Use the following at your own risk. It worked for me. It might not for you.

First, your LilyPond distribution came with some files that emacs needs (or at least it should have come with them). Find files with the suffix .el in one of the LilyPond subdirectories. Copy them into emacs-nn.n/elisp, where "emacs-nn.n" is the directory into which you installed emacs.

Second, edit your .emacs file. (If you don't have one or don't know where it is, <Ctrl>-x <Ctrl>-f ~/.emacs will load it.) Add the following lines to it:

(autoload 'LilyPond-mode "lilypond-mode")
(setq auto-mode-alist
      (cons '("\\.ly$" . LilyPond-mode) auto-mode-alist))

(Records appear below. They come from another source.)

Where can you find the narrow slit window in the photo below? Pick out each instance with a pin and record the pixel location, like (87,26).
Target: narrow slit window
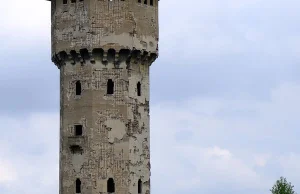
(139,88)
(110,185)
(78,88)
(78,186)
(140,186)
(76,149)
(110,86)
(78,130)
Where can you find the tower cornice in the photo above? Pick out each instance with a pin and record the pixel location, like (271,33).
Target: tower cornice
(85,56)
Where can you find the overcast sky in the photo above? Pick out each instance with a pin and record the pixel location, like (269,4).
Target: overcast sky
(225,97)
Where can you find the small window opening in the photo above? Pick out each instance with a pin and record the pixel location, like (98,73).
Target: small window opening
(140,186)
(139,88)
(75,149)
(78,130)
(110,185)
(110,87)
(78,186)
(78,88)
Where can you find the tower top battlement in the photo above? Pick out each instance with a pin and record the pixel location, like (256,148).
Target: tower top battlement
(104,24)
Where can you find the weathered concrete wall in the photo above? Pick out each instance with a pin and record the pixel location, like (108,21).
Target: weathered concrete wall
(115,139)
(93,41)
(105,24)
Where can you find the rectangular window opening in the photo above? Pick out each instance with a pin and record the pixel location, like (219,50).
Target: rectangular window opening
(78,130)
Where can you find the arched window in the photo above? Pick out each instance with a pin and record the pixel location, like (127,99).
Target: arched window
(110,87)
(140,186)
(78,130)
(78,186)
(138,88)
(110,185)
(78,88)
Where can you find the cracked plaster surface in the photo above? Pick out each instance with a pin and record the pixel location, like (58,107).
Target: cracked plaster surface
(115,141)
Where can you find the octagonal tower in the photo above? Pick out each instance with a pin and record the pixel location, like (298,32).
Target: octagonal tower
(103,49)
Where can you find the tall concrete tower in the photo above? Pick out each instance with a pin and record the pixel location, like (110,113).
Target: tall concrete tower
(104,49)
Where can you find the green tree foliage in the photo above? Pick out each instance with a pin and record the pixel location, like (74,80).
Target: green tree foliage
(283,187)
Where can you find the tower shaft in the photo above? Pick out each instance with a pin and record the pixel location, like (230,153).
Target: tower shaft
(104,50)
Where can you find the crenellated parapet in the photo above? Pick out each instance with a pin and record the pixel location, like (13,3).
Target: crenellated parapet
(116,57)
(106,24)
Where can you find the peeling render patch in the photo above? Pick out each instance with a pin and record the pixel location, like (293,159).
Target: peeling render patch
(104,134)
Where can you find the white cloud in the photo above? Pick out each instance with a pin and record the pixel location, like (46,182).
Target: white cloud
(227,140)
(30,154)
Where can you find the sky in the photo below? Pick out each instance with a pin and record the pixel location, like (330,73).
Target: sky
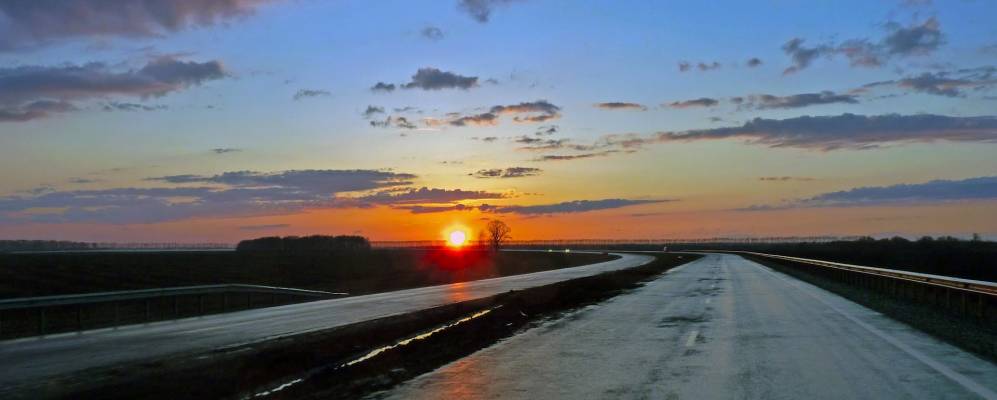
(219,120)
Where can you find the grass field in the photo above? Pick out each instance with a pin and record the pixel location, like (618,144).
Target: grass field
(23,275)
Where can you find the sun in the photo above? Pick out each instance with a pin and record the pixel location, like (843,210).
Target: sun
(456,238)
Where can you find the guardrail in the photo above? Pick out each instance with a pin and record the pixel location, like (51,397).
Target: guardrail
(970,297)
(230,297)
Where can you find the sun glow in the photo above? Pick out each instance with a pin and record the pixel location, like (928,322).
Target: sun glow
(456,238)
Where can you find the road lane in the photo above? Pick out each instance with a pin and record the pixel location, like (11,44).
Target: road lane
(719,328)
(33,359)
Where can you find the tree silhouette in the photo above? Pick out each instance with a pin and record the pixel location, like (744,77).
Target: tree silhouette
(497,233)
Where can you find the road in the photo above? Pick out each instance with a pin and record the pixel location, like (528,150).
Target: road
(33,359)
(721,327)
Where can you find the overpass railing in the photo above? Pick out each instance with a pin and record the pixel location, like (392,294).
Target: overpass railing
(966,296)
(31,316)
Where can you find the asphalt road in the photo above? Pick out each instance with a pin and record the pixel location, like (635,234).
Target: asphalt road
(34,359)
(719,328)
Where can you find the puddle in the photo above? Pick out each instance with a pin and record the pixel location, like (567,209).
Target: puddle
(669,322)
(369,355)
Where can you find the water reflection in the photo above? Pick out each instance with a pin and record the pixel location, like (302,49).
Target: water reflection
(373,353)
(458,292)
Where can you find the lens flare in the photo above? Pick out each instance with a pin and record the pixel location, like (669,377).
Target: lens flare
(457,238)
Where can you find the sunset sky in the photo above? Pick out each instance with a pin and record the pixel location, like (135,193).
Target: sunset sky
(200,120)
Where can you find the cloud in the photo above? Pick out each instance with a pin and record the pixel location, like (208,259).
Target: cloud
(785,178)
(700,102)
(435,209)
(30,92)
(484,119)
(373,110)
(432,33)
(423,195)
(383,87)
(914,40)
(408,109)
(767,101)
(849,131)
(266,227)
(25,24)
(537,111)
(944,83)
(397,122)
(803,56)
(685,66)
(123,106)
(569,157)
(480,10)
(306,93)
(511,172)
(430,78)
(238,193)
(546,130)
(568,207)
(621,106)
(932,192)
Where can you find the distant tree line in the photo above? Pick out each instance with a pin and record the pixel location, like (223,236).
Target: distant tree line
(305,244)
(43,245)
(943,255)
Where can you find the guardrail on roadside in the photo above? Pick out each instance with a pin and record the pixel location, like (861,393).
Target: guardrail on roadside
(944,291)
(228,294)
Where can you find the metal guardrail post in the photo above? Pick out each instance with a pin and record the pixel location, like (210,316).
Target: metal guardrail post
(41,321)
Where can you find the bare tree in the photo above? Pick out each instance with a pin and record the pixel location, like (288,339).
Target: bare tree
(497,233)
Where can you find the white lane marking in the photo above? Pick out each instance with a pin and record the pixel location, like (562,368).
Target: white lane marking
(692,339)
(961,379)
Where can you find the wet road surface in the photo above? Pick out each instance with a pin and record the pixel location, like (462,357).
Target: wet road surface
(33,359)
(721,327)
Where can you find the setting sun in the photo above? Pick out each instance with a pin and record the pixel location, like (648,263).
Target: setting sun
(456,238)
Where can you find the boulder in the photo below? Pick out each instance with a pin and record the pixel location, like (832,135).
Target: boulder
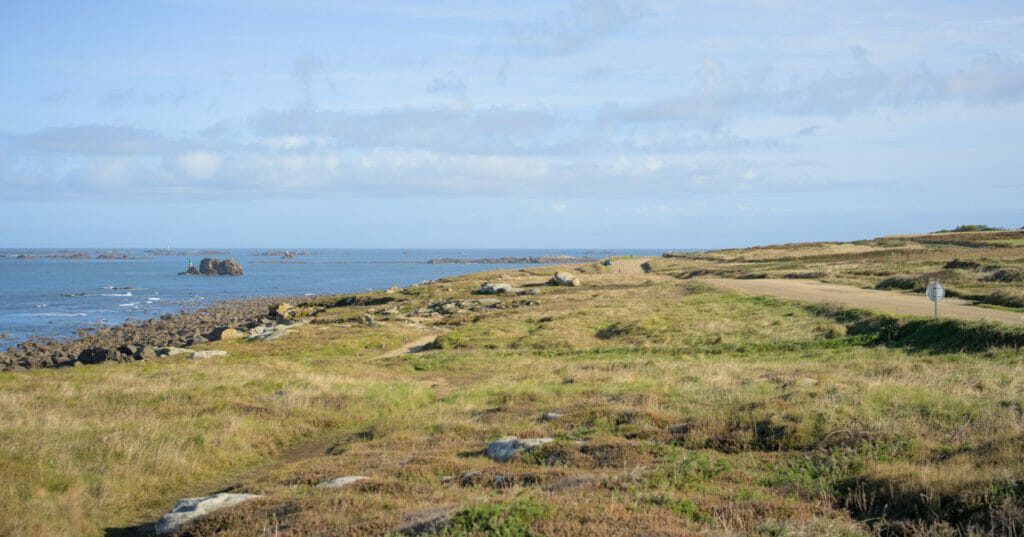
(146,353)
(189,508)
(227,334)
(367,320)
(228,267)
(208,266)
(507,447)
(209,354)
(281,310)
(98,356)
(338,483)
(172,350)
(214,266)
(448,307)
(563,278)
(496,288)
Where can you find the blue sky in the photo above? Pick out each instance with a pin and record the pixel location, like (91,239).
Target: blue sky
(653,124)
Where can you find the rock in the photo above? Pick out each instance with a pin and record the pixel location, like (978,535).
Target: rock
(367,320)
(562,278)
(208,266)
(268,333)
(496,288)
(449,307)
(214,266)
(227,334)
(506,447)
(338,483)
(281,310)
(98,356)
(189,508)
(173,350)
(209,354)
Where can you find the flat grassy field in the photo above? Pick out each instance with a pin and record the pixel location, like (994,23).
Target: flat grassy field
(675,408)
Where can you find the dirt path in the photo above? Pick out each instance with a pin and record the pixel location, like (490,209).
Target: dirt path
(867,298)
(631,265)
(417,345)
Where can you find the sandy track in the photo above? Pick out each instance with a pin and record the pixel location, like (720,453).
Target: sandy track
(866,298)
(413,346)
(631,265)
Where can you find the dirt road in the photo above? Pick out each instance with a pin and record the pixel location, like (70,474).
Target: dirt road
(866,298)
(631,265)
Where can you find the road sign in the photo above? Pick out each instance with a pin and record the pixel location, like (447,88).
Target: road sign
(935,293)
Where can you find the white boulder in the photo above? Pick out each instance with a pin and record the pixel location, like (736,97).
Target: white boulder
(189,508)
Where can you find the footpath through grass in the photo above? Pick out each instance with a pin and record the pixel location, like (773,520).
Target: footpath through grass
(674,409)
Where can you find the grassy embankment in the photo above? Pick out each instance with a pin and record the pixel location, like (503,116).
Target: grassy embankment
(682,410)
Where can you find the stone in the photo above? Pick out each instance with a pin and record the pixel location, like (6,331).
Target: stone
(173,350)
(146,353)
(281,310)
(563,278)
(338,483)
(269,333)
(189,508)
(507,447)
(227,334)
(98,356)
(214,266)
(449,307)
(496,288)
(208,266)
(209,354)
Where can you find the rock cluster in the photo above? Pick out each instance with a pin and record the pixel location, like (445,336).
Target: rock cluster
(563,278)
(139,340)
(214,266)
(189,508)
(507,447)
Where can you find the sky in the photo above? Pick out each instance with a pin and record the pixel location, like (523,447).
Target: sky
(510,124)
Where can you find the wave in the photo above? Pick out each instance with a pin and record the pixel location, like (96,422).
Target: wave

(add-hook 'LilyPond-mode-hook (lambda () (turn-on-font-lock)))

While you're at it, prepare emacs to deal with UTF-8 characters (this will allow it to handle accented characters, the copyright symbol, and other unusual characters.) Add this to your .emacs file also:

(setq locale-coding-system 'utf-8)
(set-terminal-coding-system 'utf-8)
(set-keyboard-coding-system 'utf-8)
(set-selection-coding-system 'utf-8)
(prefer-coding-system 'utf-8)

Finally, you need to be able to enter those unusual characters. I recommend installing leim, which you can probably get from the same place you got emacs (and which may even have been installed with it). Download the leim file and unpack it into the directory where you installed emacs.

To turn leim on, type this: <Ctrl>-x <Ret>  <Ctrl>-\ TeX (note that case is significant). Once it's turned on, you can enter accented characters like this:

\"a produces ä

\'e produces é

\copyright produces ©

And so forth. Browsing leim/quail/latin-ltx.el will show you the whole list.

One drawback is that any use of a \ in LilyPond is likely to be (mis)interpreted by leim and mangled. Fortunately, it's easy to turn leim on and off once it's been activated. <Ctrl>-\ toggles it. Turn it on only when needed, and off again as soon as possible.